A tale from history suggests that Cairo witnessed the first firing of the Ramadan cannon. At the sunset of the first day of Ramadan in 865 AH, Mamluk Sultan Khashqdem wanted to test a new cannon. He fired the cannon accidentally at exactly the time of sunset giving people the impression that the sultan did this on purpose in order alert worshipers to iftar. Masses of people went to the sultan’s headquarters to thank him for this successful innovation. When the sultan saw their happiness, he is said to have decided on continuing to fire the cannon at sunset. It is also said that he had subsequently decided to fire it at suhour (the last meal you eat before fasting during Ramadan) and imsak (abstinence from suhour).

Haja Fatma’s iftar cannon

Another story says that mere coincidence led to the emergence of the Ramadan cannon and that there was no intention to use it this way at all. It is said that during the time of Khedive Ismael, some soldiers were cleaning one of the cannons and they fired it by mistake at sunset on a day during Ramadan. People thought the government was following a new tradition to announce iftar, making it the talk of the town. Supposedly, Khedive Ismael’s daughter, Haja Fatma, learned about this incident. She was famous for her love of charity and science, and is known for having donated her land to establish Cairo University. Fatma liked the Ramadan cannon idea and issued a royal decree to use it at iftar and imsak along with other official holidays.
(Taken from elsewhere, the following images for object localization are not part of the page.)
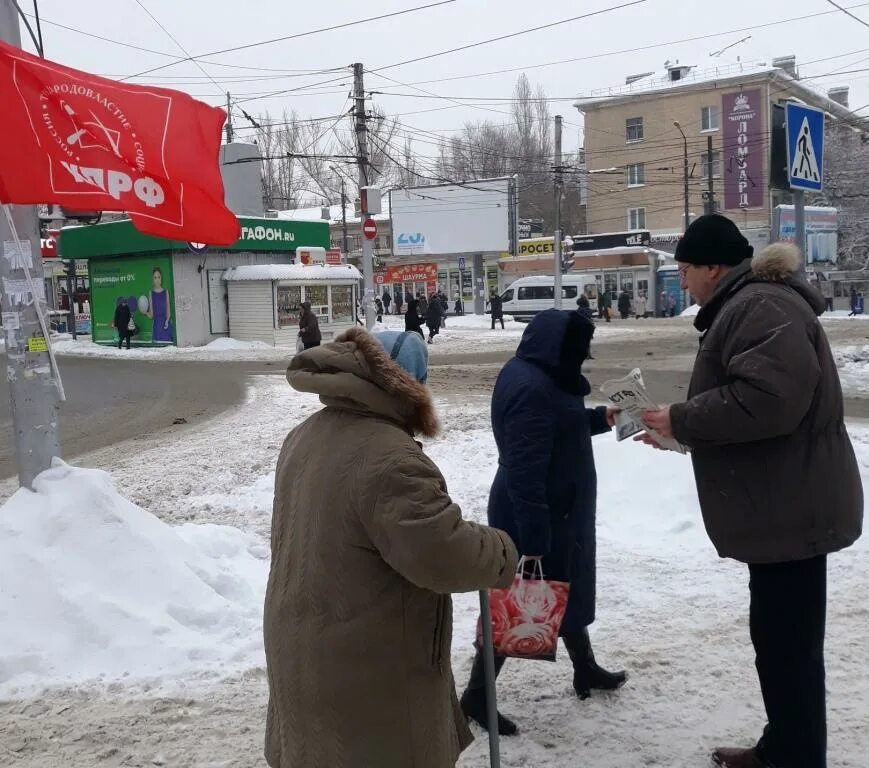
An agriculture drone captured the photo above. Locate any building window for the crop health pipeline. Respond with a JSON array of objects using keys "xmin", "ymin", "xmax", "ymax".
[
  {"xmin": 276, "ymin": 285, "xmax": 302, "ymax": 328},
  {"xmin": 603, "ymin": 272, "xmax": 618, "ymax": 297},
  {"xmin": 701, "ymin": 150, "xmax": 721, "ymax": 179},
  {"xmin": 628, "ymin": 207, "xmax": 646, "ymax": 230},
  {"xmin": 626, "ymin": 163, "xmax": 645, "ymax": 187},
  {"xmin": 304, "ymin": 284, "xmax": 329, "ymax": 321},
  {"xmin": 701, "ymin": 106, "xmax": 720, "ymax": 132},
  {"xmin": 626, "ymin": 117, "xmax": 644, "ymax": 143}
]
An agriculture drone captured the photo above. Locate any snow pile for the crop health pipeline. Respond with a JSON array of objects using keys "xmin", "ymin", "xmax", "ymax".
[
  {"xmin": 680, "ymin": 303, "xmax": 700, "ymax": 317},
  {"xmin": 835, "ymin": 346, "xmax": 869, "ymax": 397},
  {"xmin": 202, "ymin": 337, "xmax": 272, "ymax": 351},
  {"xmin": 0, "ymin": 461, "xmax": 268, "ymax": 698},
  {"xmin": 51, "ymin": 337, "xmax": 293, "ymax": 362}
]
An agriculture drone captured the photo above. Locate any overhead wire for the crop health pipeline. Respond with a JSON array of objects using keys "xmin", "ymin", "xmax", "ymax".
[{"xmin": 825, "ymin": 0, "xmax": 869, "ymax": 29}]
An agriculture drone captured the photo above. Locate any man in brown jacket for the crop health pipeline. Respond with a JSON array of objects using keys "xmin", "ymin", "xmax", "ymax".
[
  {"xmin": 640, "ymin": 215, "xmax": 863, "ymax": 768},
  {"xmin": 297, "ymin": 301, "xmax": 321, "ymax": 349},
  {"xmin": 263, "ymin": 327, "xmax": 518, "ymax": 768}
]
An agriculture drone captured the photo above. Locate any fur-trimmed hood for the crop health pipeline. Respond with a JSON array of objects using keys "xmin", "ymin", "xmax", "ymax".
[
  {"xmin": 287, "ymin": 327, "xmax": 439, "ymax": 437},
  {"xmin": 751, "ymin": 242, "xmax": 802, "ymax": 281}
]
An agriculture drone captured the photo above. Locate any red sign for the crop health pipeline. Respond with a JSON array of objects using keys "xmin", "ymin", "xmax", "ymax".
[
  {"xmin": 375, "ymin": 262, "xmax": 438, "ymax": 285},
  {"xmin": 325, "ymin": 248, "xmax": 342, "ymax": 265},
  {"xmin": 41, "ymin": 228, "xmax": 59, "ymax": 258},
  {"xmin": 362, "ymin": 218, "xmax": 377, "ymax": 240},
  {"xmin": 0, "ymin": 41, "xmax": 239, "ymax": 245}
]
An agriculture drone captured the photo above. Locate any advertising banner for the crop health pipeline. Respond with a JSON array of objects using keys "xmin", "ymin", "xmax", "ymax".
[
  {"xmin": 375, "ymin": 263, "xmax": 438, "ymax": 296},
  {"xmin": 722, "ymin": 89, "xmax": 764, "ymax": 210},
  {"xmin": 773, "ymin": 205, "xmax": 838, "ymax": 264},
  {"xmin": 90, "ymin": 255, "xmax": 176, "ymax": 345}
]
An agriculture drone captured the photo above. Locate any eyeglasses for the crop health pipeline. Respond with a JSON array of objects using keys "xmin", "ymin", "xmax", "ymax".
[{"xmin": 678, "ymin": 264, "xmax": 692, "ymax": 277}]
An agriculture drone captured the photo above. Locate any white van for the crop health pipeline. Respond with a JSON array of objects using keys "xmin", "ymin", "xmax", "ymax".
[{"xmin": 499, "ymin": 274, "xmax": 600, "ymax": 321}]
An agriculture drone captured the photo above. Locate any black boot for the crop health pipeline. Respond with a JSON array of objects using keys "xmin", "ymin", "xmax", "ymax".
[
  {"xmin": 459, "ymin": 651, "xmax": 517, "ymax": 736},
  {"xmin": 563, "ymin": 628, "xmax": 627, "ymax": 700}
]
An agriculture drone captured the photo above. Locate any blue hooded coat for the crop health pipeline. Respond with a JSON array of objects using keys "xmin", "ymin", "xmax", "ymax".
[{"xmin": 487, "ymin": 309, "xmax": 610, "ymax": 632}]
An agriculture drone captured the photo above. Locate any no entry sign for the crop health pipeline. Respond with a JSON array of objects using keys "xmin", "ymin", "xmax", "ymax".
[{"xmin": 363, "ymin": 219, "xmax": 377, "ymax": 240}]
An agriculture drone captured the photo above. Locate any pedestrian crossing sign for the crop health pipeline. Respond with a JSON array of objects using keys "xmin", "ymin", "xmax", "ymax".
[{"xmin": 786, "ymin": 102, "xmax": 825, "ymax": 192}]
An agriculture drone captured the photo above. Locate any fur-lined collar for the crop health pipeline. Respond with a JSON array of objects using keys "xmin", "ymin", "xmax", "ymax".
[
  {"xmin": 287, "ymin": 327, "xmax": 440, "ymax": 438},
  {"xmin": 751, "ymin": 242, "xmax": 801, "ymax": 281}
]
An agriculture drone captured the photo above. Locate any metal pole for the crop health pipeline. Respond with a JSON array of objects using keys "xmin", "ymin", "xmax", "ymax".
[
  {"xmin": 553, "ymin": 115, "xmax": 563, "ymax": 309},
  {"xmin": 65, "ymin": 260, "xmax": 77, "ymax": 341},
  {"xmin": 478, "ymin": 589, "xmax": 501, "ymax": 768},
  {"xmin": 353, "ymin": 63, "xmax": 376, "ymax": 330},
  {"xmin": 225, "ymin": 92, "xmax": 234, "ymax": 143},
  {"xmin": 682, "ymin": 136, "xmax": 690, "ymax": 231},
  {"xmin": 340, "ymin": 177, "xmax": 349, "ymax": 257},
  {"xmin": 706, "ymin": 135, "xmax": 715, "ymax": 215},
  {"xmin": 0, "ymin": 0, "xmax": 61, "ymax": 488},
  {"xmin": 794, "ymin": 189, "xmax": 807, "ymax": 278}
]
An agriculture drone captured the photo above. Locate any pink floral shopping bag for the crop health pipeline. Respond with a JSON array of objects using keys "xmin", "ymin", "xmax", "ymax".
[{"xmin": 476, "ymin": 557, "xmax": 570, "ymax": 661}]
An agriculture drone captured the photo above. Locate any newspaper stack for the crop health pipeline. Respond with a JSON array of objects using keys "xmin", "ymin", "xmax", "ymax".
[{"xmin": 599, "ymin": 368, "xmax": 687, "ymax": 454}]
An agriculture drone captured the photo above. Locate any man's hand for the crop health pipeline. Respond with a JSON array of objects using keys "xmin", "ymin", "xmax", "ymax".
[
  {"xmin": 642, "ymin": 406, "xmax": 673, "ymax": 439},
  {"xmin": 633, "ymin": 432, "xmax": 668, "ymax": 450},
  {"xmin": 605, "ymin": 406, "xmax": 619, "ymax": 428}
]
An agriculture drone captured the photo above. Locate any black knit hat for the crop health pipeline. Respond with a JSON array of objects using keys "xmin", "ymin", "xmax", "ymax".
[{"xmin": 675, "ymin": 214, "xmax": 754, "ymax": 266}]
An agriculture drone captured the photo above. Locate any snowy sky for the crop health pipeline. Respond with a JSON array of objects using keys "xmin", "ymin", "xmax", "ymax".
[{"xmin": 17, "ymin": 0, "xmax": 869, "ymax": 155}]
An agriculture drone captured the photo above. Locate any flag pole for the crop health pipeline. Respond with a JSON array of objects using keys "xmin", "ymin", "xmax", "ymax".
[
  {"xmin": 0, "ymin": 0, "xmax": 62, "ymax": 488},
  {"xmin": 478, "ymin": 589, "xmax": 501, "ymax": 768}
]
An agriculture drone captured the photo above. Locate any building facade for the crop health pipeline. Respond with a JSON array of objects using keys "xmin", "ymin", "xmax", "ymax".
[{"xmin": 576, "ymin": 57, "xmax": 864, "ymax": 248}]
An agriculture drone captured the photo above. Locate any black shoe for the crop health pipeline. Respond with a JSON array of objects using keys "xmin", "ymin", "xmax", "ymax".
[
  {"xmin": 564, "ymin": 628, "xmax": 627, "ymax": 700},
  {"xmin": 460, "ymin": 690, "xmax": 518, "ymax": 736}
]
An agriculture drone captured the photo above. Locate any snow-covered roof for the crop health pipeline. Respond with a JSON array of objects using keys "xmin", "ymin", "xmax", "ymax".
[
  {"xmin": 576, "ymin": 61, "xmax": 777, "ymax": 108},
  {"xmin": 223, "ymin": 264, "xmax": 361, "ymax": 282},
  {"xmin": 273, "ymin": 199, "xmax": 391, "ymax": 225}
]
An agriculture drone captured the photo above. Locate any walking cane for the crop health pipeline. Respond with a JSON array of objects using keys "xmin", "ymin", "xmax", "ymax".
[{"xmin": 478, "ymin": 589, "xmax": 501, "ymax": 768}]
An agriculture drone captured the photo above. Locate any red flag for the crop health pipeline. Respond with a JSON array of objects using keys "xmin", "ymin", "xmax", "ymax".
[{"xmin": 0, "ymin": 41, "xmax": 240, "ymax": 246}]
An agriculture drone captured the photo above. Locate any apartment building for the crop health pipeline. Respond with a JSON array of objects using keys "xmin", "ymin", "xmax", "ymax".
[{"xmin": 575, "ymin": 56, "xmax": 861, "ymax": 250}]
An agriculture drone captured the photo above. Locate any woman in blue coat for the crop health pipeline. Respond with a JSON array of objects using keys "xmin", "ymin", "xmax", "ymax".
[{"xmin": 460, "ymin": 309, "xmax": 627, "ymax": 735}]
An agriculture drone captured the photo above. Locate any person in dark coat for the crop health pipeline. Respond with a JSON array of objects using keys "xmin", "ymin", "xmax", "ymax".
[
  {"xmin": 454, "ymin": 294, "xmax": 464, "ymax": 316},
  {"xmin": 599, "ymin": 290, "xmax": 612, "ymax": 322},
  {"xmin": 113, "ymin": 300, "xmax": 133, "ymax": 350},
  {"xmin": 374, "ymin": 297, "xmax": 384, "ymax": 323},
  {"xmin": 425, "ymin": 293, "xmax": 443, "ymax": 345},
  {"xmin": 640, "ymin": 216, "xmax": 864, "ymax": 768},
  {"xmin": 394, "ymin": 291, "xmax": 404, "ymax": 316},
  {"xmin": 382, "ymin": 290, "xmax": 392, "ymax": 315},
  {"xmin": 417, "ymin": 293, "xmax": 429, "ymax": 318},
  {"xmin": 617, "ymin": 290, "xmax": 631, "ymax": 320},
  {"xmin": 488, "ymin": 289, "xmax": 504, "ymax": 330},
  {"xmin": 404, "ymin": 298, "xmax": 424, "ymax": 338},
  {"xmin": 299, "ymin": 302, "xmax": 322, "ymax": 350},
  {"xmin": 460, "ymin": 309, "xmax": 626, "ymax": 736},
  {"xmin": 576, "ymin": 294, "xmax": 595, "ymax": 359},
  {"xmin": 438, "ymin": 291, "xmax": 449, "ymax": 327}
]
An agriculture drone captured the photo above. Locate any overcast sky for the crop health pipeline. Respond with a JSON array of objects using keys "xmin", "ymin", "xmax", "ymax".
[{"xmin": 18, "ymin": 0, "xmax": 869, "ymax": 157}]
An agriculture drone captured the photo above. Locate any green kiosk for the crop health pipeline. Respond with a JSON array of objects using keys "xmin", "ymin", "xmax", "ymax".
[{"xmin": 59, "ymin": 216, "xmax": 330, "ymax": 347}]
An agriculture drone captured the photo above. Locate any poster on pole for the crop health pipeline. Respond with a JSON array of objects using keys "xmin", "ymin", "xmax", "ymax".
[
  {"xmin": 390, "ymin": 178, "xmax": 511, "ymax": 256},
  {"xmin": 722, "ymin": 90, "xmax": 764, "ymax": 211},
  {"xmin": 89, "ymin": 255, "xmax": 176, "ymax": 345}
]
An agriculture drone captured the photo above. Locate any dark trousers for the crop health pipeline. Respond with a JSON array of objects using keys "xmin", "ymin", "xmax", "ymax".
[
  {"xmin": 303, "ymin": 340, "xmax": 320, "ymax": 350},
  {"xmin": 118, "ymin": 331, "xmax": 131, "ymax": 350},
  {"xmin": 491, "ymin": 316, "xmax": 504, "ymax": 330},
  {"xmin": 750, "ymin": 555, "xmax": 827, "ymax": 768}
]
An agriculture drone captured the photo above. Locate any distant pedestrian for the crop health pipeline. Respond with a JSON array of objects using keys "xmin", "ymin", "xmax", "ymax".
[
  {"xmin": 617, "ymin": 290, "xmax": 632, "ymax": 320},
  {"xmin": 438, "ymin": 291, "xmax": 449, "ymax": 327},
  {"xmin": 394, "ymin": 291, "xmax": 404, "ymax": 316},
  {"xmin": 113, "ymin": 299, "xmax": 133, "ymax": 350},
  {"xmin": 417, "ymin": 293, "xmax": 429, "ymax": 318},
  {"xmin": 374, "ymin": 297, "xmax": 384, "ymax": 323},
  {"xmin": 425, "ymin": 293, "xmax": 444, "ymax": 344},
  {"xmin": 404, "ymin": 297, "xmax": 424, "ymax": 338},
  {"xmin": 668, "ymin": 294, "xmax": 677, "ymax": 317},
  {"xmin": 635, "ymin": 292, "xmax": 647, "ymax": 318},
  {"xmin": 819, "ymin": 278, "xmax": 834, "ymax": 313},
  {"xmin": 454, "ymin": 294, "xmax": 464, "ymax": 316},
  {"xmin": 660, "ymin": 290, "xmax": 669, "ymax": 318},
  {"xmin": 848, "ymin": 286, "xmax": 864, "ymax": 316},
  {"xmin": 577, "ymin": 294, "xmax": 595, "ymax": 359},
  {"xmin": 299, "ymin": 301, "xmax": 322, "ymax": 350},
  {"xmin": 488, "ymin": 289, "xmax": 505, "ymax": 329},
  {"xmin": 600, "ymin": 290, "xmax": 612, "ymax": 323}
]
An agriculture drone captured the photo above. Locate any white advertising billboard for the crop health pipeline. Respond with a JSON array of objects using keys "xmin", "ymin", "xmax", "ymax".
[{"xmin": 390, "ymin": 178, "xmax": 511, "ymax": 256}]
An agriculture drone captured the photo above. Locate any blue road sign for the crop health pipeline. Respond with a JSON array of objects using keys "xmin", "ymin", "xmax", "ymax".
[
  {"xmin": 458, "ymin": 256, "xmax": 466, "ymax": 270},
  {"xmin": 786, "ymin": 102, "xmax": 824, "ymax": 192}
]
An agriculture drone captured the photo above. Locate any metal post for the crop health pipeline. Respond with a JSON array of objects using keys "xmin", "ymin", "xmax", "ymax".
[
  {"xmin": 674, "ymin": 121, "xmax": 689, "ymax": 231},
  {"xmin": 473, "ymin": 253, "xmax": 485, "ymax": 315},
  {"xmin": 65, "ymin": 260, "xmax": 77, "ymax": 341},
  {"xmin": 225, "ymin": 92, "xmax": 234, "ymax": 143},
  {"xmin": 478, "ymin": 589, "xmax": 501, "ymax": 768},
  {"xmin": 0, "ymin": 0, "xmax": 62, "ymax": 488},
  {"xmin": 794, "ymin": 189, "xmax": 807, "ymax": 278},
  {"xmin": 353, "ymin": 63, "xmax": 376, "ymax": 330},
  {"xmin": 706, "ymin": 135, "xmax": 715, "ymax": 215},
  {"xmin": 340, "ymin": 177, "xmax": 349, "ymax": 257},
  {"xmin": 553, "ymin": 115, "xmax": 563, "ymax": 309}
]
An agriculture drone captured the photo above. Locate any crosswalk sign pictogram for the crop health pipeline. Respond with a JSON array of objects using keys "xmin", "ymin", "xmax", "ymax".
[{"xmin": 786, "ymin": 103, "xmax": 825, "ymax": 192}]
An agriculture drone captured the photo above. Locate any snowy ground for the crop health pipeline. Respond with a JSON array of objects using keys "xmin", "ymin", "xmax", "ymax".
[
  {"xmin": 836, "ymin": 346, "xmax": 869, "ymax": 398},
  {"xmin": 1, "ymin": 371, "xmax": 867, "ymax": 767}
]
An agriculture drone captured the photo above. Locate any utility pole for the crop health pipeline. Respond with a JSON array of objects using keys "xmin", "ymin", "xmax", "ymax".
[
  {"xmin": 794, "ymin": 190, "xmax": 807, "ymax": 279},
  {"xmin": 353, "ymin": 62, "xmax": 375, "ymax": 329},
  {"xmin": 705, "ymin": 135, "xmax": 715, "ymax": 215},
  {"xmin": 0, "ymin": 0, "xmax": 61, "ymax": 488},
  {"xmin": 225, "ymin": 92, "xmax": 234, "ymax": 143},
  {"xmin": 674, "ymin": 121, "xmax": 689, "ymax": 231},
  {"xmin": 553, "ymin": 115, "xmax": 563, "ymax": 309},
  {"xmin": 340, "ymin": 176, "xmax": 349, "ymax": 257}
]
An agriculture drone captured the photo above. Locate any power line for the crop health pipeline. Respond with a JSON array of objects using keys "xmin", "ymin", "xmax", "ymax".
[
  {"xmin": 369, "ymin": 0, "xmax": 646, "ymax": 74},
  {"xmin": 122, "ymin": 0, "xmax": 458, "ymax": 81},
  {"xmin": 825, "ymin": 0, "xmax": 869, "ymax": 29}
]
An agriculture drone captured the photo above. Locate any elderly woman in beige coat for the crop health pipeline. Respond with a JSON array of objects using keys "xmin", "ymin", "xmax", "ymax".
[{"xmin": 264, "ymin": 327, "xmax": 518, "ymax": 768}]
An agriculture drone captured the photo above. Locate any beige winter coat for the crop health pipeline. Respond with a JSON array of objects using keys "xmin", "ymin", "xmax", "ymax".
[{"xmin": 263, "ymin": 327, "xmax": 518, "ymax": 768}]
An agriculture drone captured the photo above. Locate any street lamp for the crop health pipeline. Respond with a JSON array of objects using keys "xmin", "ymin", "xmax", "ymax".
[{"xmin": 673, "ymin": 120, "xmax": 689, "ymax": 233}]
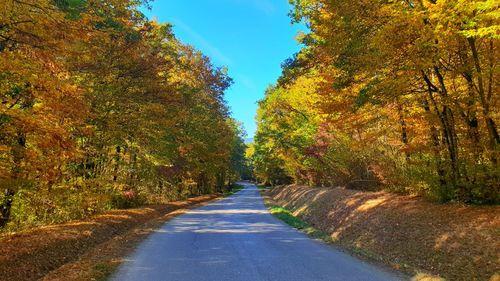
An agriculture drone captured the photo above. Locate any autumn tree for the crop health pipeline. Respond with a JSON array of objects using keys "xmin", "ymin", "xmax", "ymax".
[
  {"xmin": 253, "ymin": 0, "xmax": 499, "ymax": 203},
  {"xmin": 0, "ymin": 0, "xmax": 245, "ymax": 229}
]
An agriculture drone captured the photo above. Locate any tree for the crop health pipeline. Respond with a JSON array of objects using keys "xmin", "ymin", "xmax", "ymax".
[
  {"xmin": 253, "ymin": 0, "xmax": 499, "ymax": 203},
  {"xmin": 0, "ymin": 0, "xmax": 246, "ymax": 230}
]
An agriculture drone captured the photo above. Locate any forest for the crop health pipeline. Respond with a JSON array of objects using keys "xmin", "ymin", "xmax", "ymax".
[
  {"xmin": 250, "ymin": 0, "xmax": 499, "ymax": 204},
  {"xmin": 0, "ymin": 0, "xmax": 498, "ymax": 234},
  {"xmin": 0, "ymin": 1, "xmax": 498, "ymax": 280},
  {"xmin": 0, "ymin": 0, "xmax": 248, "ymax": 231}
]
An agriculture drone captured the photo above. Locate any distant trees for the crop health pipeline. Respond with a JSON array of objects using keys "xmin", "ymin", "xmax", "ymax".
[
  {"xmin": 252, "ymin": 0, "xmax": 499, "ymax": 203},
  {"xmin": 0, "ymin": 0, "xmax": 246, "ymax": 230}
]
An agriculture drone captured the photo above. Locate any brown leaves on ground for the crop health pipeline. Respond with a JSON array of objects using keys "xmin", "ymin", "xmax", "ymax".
[
  {"xmin": 266, "ymin": 185, "xmax": 500, "ymax": 281},
  {"xmin": 0, "ymin": 195, "xmax": 218, "ymax": 281}
]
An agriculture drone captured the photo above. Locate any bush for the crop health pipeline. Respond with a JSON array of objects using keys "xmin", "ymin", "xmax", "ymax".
[
  {"xmin": 4, "ymin": 186, "xmax": 113, "ymax": 232},
  {"xmin": 110, "ymin": 190, "xmax": 144, "ymax": 209}
]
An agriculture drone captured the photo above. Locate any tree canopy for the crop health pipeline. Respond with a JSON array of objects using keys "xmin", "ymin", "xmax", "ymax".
[
  {"xmin": 0, "ymin": 0, "xmax": 247, "ymax": 229},
  {"xmin": 252, "ymin": 0, "xmax": 499, "ymax": 204}
]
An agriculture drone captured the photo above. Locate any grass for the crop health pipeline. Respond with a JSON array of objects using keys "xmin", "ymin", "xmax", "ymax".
[
  {"xmin": 91, "ymin": 263, "xmax": 116, "ymax": 281},
  {"xmin": 268, "ymin": 205, "xmax": 334, "ymax": 242},
  {"xmin": 259, "ymin": 186, "xmax": 332, "ymax": 244}
]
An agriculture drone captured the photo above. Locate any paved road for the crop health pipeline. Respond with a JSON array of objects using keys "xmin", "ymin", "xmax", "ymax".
[{"xmin": 111, "ymin": 182, "xmax": 403, "ymax": 281}]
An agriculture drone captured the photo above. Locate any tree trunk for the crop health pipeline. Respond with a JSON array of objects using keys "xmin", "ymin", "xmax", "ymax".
[
  {"xmin": 468, "ymin": 37, "xmax": 500, "ymax": 151},
  {"xmin": 397, "ymin": 102, "xmax": 410, "ymax": 161},
  {"xmin": 1, "ymin": 131, "xmax": 27, "ymax": 228},
  {"xmin": 113, "ymin": 145, "xmax": 121, "ymax": 182},
  {"xmin": 423, "ymin": 70, "xmax": 459, "ymax": 190},
  {"xmin": 0, "ymin": 189, "xmax": 15, "ymax": 228},
  {"xmin": 422, "ymin": 79, "xmax": 447, "ymax": 191}
]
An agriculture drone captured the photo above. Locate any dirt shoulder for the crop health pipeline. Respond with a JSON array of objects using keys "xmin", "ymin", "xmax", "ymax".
[
  {"xmin": 264, "ymin": 185, "xmax": 499, "ymax": 281},
  {"xmin": 0, "ymin": 195, "xmax": 218, "ymax": 281}
]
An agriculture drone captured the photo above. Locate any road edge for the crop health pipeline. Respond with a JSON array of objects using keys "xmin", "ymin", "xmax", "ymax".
[
  {"xmin": 257, "ymin": 186, "xmax": 443, "ymax": 281},
  {"xmin": 39, "ymin": 196, "xmax": 220, "ymax": 281}
]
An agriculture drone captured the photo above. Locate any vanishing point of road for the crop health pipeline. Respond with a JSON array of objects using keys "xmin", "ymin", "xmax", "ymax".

The Ramadan cannon was firing live ammunition until 1859 AD when a switch was made to use blank ammunition due to urban expansion in the castle’s surrounding areas.

At the beginning of the 1980’s, Egyptian authorities decided to fire the cannon from Saladin citadel at iftar and suhour during the entire month of Ramadan. However, at the start of 1990’s, the Egyptian Antiquities Authority asked the interior ministry to stop firing it there for fear of damaging the place, which is considered an open Islamic museum. Until today, Egyptians hear the sound of the Ramadan cannon on radios and TV channels. It is regarded as a genuine Ramadan legacy and a time-honoured tradition.

The Ramadan cannon

Traversing borders

Since Cairo was considered the beacon of light among Arab world capitals and the favourite destination for orientalists and travellers, the idea of the Ramadan cannon spread from the Egyptian capital to other Islamic countries. The innovative idea traveled to Jerusalem, Damascus, and then Baghdad at the beginning of the 19th century. It moved from Baghdad to Kuwait wherein the first cannon in the country’s capital was setup during the reign of Sheikh Mubarak Al-Sabah in 1907. It also reached other Gulf States, before oil extraction began, and then moved to Yemen, Sudan and sub-Saharan states in Africa. Later, the Ramadan cannon reached the Far East, and the idea was implemented in Indonesia in 1944.

Ramadan cannon in a Gulf country

The moment of firing the cannon of Ramadan, Sheikh Zayed Mosque.